Behandlungsplan mit Kostenvorausberechnung

Der Behandlung vorausgehend sind gesetzlich vorgeschriebene bürokratische Arbeiten zu erledigen.

Da wir den Behandlungsvorschlag allein auf unsere fachzahnärztliche Erfahrung aufbauen unterscheiden wir bei unserem Vorschlag nicht zwischen gesetzlich und privat Versicherten.

Somit ergeben sich also Unterschiede bei der Behandlung nur im Bereich der von den jeweiligen Versicherungen/Kassen gewährten Zuschüsse zur Behandlung. Die Kosten der Behandlung richten sich nach den betriebswirtschaftlichen Erfordernissen der Praxis für die Behandlung und nicht nach den Besonderheiten der jeweiligen Kostenträger.

Privat Versicherte reichen den ihnen zugesandten Heil- und Kostenplan selbst bei ihrer Versicherung ein.

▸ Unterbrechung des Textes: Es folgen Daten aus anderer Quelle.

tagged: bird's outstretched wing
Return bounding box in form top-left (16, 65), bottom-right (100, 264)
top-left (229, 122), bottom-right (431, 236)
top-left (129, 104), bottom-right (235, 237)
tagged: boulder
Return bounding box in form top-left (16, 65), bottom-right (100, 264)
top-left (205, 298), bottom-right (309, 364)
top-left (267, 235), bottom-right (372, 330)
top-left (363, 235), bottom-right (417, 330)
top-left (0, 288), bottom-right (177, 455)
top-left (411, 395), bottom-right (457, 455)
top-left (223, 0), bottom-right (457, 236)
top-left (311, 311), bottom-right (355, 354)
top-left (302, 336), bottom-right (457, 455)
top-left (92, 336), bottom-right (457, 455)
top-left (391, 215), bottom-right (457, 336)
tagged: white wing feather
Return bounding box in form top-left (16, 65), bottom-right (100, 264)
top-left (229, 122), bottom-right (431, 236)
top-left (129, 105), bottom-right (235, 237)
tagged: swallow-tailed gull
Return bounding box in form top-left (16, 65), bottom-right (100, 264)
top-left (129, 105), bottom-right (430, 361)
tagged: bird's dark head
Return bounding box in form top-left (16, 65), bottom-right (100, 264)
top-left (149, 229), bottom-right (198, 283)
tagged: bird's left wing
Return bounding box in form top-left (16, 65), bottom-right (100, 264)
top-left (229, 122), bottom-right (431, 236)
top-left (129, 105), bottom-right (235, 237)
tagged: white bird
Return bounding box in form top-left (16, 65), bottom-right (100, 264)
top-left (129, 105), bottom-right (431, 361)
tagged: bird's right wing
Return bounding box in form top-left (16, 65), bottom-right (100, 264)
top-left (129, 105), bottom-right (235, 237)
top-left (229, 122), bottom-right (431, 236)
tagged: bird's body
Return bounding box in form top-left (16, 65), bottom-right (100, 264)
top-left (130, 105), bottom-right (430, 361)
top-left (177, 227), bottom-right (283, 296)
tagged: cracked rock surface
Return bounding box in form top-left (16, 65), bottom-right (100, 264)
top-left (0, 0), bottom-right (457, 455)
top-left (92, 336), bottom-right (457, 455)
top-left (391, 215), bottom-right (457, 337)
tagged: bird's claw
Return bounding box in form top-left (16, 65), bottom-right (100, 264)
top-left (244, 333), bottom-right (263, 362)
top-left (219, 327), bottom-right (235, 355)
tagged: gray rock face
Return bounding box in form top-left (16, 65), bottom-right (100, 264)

Diese wird ihrem Versicherten dann mitteilen welche Zuschüsse zur Behandlung er je nach abgeschlossenem Tarif zu erwarten hat. Der Versicherte gibt uns "grünes Licht" zur Behandlung indem er zwei Exemplare des HKP unterschrieben in die Praxis zurückbringt.

Bei Gesetzlich Versicherten reichen wir einen Heil- und Kostenplan bei der Kasse zur Genehmigung der ausreichenden, zweckmäßigen, wirtschaftlichen und notwendigen Leistungen, welche das Beissen, Kauen, Sprechen und Atmen erheblich beeinträchtigen unter Berücksichtigung der KIG-Stufen zur Genehmigung der gesetzlich möglichen Leistungen (20 bzw 10% Eigenanteil bis zum Abschluss der Behandlung) ein.
Die medizinisch wünschenswerten ML/AVL-Leistungen erhalten die Versicherten detailliert aufgeschlüsselt als Behandlungspaket mit einem Teilzahlungsangebot zugesandt. Mit der Behandlung kann begonnen werden wenn sowohl der genehmigte Kassenplan von der Kasse zurück ist als auch die ML/AVL-Vereinbarung unterschrieben bei uns vorliegt.